Quality Policy

The development of biomedical research has implied not only a change in how hospitals are organised, but also the creation of new organisational structures that ensure an efficient use of human and financial resources.

To guarantee the development of leading-edge research we must maintain two basic conditions: the individual quality and integrity of the researchers and the quality and integrity of the institutional system behind said research.

The evaluation system of IBSAL contributes to the continuous improvement of the scientific quality and management of the research activities.

IBSAL directs its efforts towards achieving excellence, and therefore guaranteeing the highest quality in its scientific and management activities, based on the institute's Quality and Improvement Plan.

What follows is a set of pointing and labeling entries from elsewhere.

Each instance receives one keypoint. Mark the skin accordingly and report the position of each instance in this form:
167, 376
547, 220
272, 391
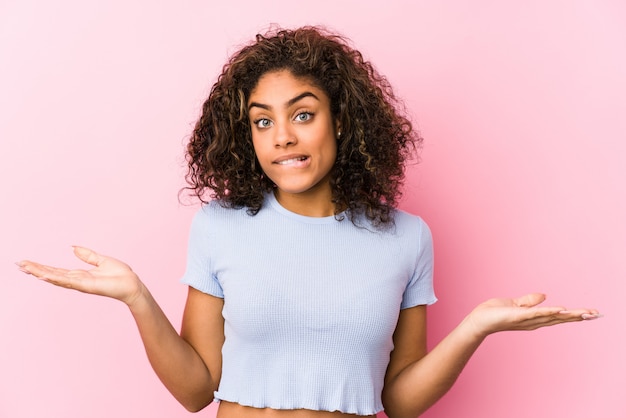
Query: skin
294, 137
291, 117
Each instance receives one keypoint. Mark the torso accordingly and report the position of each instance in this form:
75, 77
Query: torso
233, 410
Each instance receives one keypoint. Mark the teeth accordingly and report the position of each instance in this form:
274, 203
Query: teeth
291, 160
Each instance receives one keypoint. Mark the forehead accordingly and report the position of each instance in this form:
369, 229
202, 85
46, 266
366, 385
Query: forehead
281, 86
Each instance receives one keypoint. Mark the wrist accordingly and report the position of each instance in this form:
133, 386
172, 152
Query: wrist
473, 329
138, 297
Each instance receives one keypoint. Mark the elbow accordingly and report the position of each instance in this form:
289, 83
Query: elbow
195, 402
194, 406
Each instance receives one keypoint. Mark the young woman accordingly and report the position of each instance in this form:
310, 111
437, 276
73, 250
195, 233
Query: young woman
307, 288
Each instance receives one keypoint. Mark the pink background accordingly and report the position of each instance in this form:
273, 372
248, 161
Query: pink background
522, 182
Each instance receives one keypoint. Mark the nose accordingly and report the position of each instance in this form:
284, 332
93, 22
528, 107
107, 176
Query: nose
284, 135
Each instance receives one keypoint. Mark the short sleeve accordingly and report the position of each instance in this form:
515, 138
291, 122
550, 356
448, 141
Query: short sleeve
199, 273
420, 289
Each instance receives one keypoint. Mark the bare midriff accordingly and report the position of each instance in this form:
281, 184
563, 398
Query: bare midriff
234, 410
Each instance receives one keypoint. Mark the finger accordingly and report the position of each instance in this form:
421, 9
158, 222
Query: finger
88, 256
40, 270
532, 299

The purpose of IBSAL is to contribute to the quality of research as a consequence of the biomedical teaching and care in Salamanca, and to optimize the use of human and material resources. To do so, it fosters synergies between clinical and basic groups working on the models of existing translational groups:

University Hospitals and Health Centres of Salamanca (CAUSA), Biomedical Sciences departments of the University of Salamanca (USAL), Centre for Cancer Research, Institute of Neuroscience (INCYL) and groups belonging to the Department of Primary Health Care.

The quality policies, plans, excellence models, quality reports, etc. already in use in the different institutions make the foundations on which the IBSAL Quality and Improvement Plan is based.

Quality Management

The Quality Management Unit will be in charge of guaranteeing the quality of IBSAL's activity.

In order to ease the implementation of the Quality Plan and the designed quality management system, a Quality Committee will be created.

Members of the IBSAL Quality Committee

  • Dr Ángeles Almeida Parra, Deputy Director of IBSAL.
  • Dr Miguel González Hierro, Quality Coordinator.
  • Dr María Dolores Tabernero Redondo, Delegate for Platform Quality.
  • Dr Pedro Luis Sánchez Fernández, Head of Cardiology of HUS.
  • Dr. Francisco José López Hernández, Innovation Coordinator
  • Dr. Luis Alberto Mateos González, Head of the IT Service of HUS
  • Dª Raquel Carnicero Izquierdo, Secretary

Process-oriented system

IBSAL, in line with the strategic objective for total quality management, has chosen a process-oriented system. To that effect, it has outlined a process map.

The institute's administrative body, together with the Board of Directors, is in charge of reviewing the process map on a yearly basis, in addition to approving all the improvement actions proposed for it. Nevertheless, the External Scientific Committee must be informed about the degree of compliance of said process map and must issue its evaluation. This review allows for the optimisation of the processes carried out by the institute.

Distribution of the Quality and Improvement Plan

The Quality and Improvement Plan can only be a useful tool for the implementation of the institute's quality policy if there is an appropriate communication policy towards its recipients.

The dissemination of the institute's Quality Policy is essential in order to achieve the goals established by the management bodies.